By contrast, Y Combinator was founded in 2005 and has since funded at least 4,000 startups with a combined valuation of $600 billion, according to its website. Among those funded startups are Airbnb, Coinbase, Cruise, DoorDash, Dropbox, Instacart, PagerDuty, Reddit, Stripe, Zepto and Twitch.

Neo Accelerator, in Partovi’s view, offers advantages over other accelerators in that it has 30 mentors and offers a “better mentor-to-founder ratio.” This viewpoint is what set Tan off.

During the increasingly heated exchanges on X about Neo, Y Combinator Managing Director Michael Seibel also chimed in, writing on September 16 that he’d “heard so much dirt” about Partovi.

Specifically, he posted: “I’ve heard so so much dirt on Ali Partovi @apartovi from YC founders over the years… anyone thinking about working with him or Neo needs to be careful and do their diligence. Ali – the fact that you’re calling @garrytan a bully is laughable. You should check what’s going on in your own backyard…Founders are so afraid of getting sued by this guy. He bullies them into silence. But the stories always get out @apartovi – the startup world is a small place.”

When asked about this allegation specifically, Partovi maintained to TechCrunch that he hasn’t done “any of the things that YC is insinuating.”

He said: “As they know, I’ve known exactly who made each of these false claims for years and just ignored them. I’ve never sued, threatened to sue or been sued by anyone in the tech industry. I’ve never asked any founder to sign an NDA (I’ve often offered founders without lawyers that I’d sign an NDA).”

It’s not the first time in recent weeks that YC has gone on the offense with its defensiveness.

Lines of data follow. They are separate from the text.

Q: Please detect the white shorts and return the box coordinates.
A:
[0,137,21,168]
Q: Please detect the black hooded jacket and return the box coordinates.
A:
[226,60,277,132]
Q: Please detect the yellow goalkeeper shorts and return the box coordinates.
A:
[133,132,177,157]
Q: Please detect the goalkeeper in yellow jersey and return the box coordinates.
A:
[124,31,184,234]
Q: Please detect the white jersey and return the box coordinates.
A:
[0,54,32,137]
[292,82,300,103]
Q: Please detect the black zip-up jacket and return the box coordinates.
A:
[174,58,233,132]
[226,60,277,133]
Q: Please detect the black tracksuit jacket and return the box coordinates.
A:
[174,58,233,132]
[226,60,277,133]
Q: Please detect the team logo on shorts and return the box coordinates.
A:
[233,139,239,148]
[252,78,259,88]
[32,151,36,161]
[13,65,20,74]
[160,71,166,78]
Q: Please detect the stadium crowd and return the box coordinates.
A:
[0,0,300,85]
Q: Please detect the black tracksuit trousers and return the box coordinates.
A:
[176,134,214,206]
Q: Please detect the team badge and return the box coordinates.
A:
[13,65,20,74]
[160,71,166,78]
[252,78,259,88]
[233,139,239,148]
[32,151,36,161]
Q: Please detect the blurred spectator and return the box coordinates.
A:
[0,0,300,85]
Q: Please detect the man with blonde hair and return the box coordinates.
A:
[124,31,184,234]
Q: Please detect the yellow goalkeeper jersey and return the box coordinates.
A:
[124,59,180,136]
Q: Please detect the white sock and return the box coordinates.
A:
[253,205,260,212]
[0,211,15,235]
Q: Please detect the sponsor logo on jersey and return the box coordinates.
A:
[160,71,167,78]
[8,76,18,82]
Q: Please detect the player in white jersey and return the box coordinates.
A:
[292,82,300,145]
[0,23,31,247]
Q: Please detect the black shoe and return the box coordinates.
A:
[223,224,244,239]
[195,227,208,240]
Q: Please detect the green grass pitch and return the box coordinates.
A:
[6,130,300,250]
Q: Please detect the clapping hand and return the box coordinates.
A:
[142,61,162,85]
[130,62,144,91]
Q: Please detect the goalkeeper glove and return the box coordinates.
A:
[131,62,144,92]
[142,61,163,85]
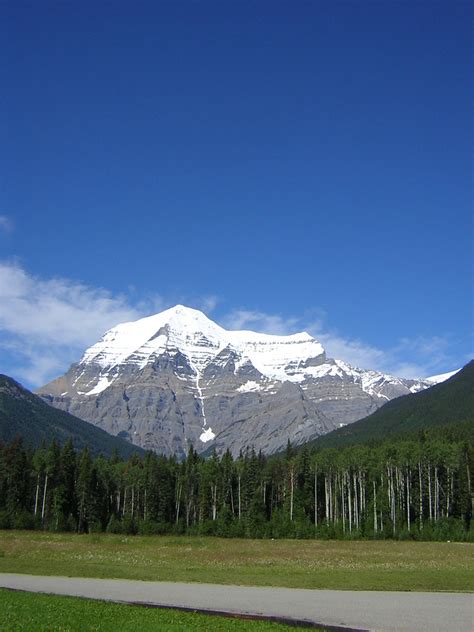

A recent article on TechCrunch by Rebecca Szkutak, entitled ‘Here’s why some investors are sitting out of YC Demo Day,’ quoted a venture capitalist that claimed that YC Demo Day was no longer useful for pre-seed and seed investors because “at this point, most of the companies are already funded.”

Garry Tan also took to social media at that time, with a post on LinkedIn, asking, “Why are VC’s (sic) lying about YC Demo Day?” In that post, Tan wrote: “Warning: VC’s are lying about YC and YC Demo Day, and TechCrunch isn’t even doing the courtesy of fact-checking these lies with us so we can set the record straight.”

TechCrunch also reached out to Tan for comment regarding his comment but had not received a reply at the time of publication.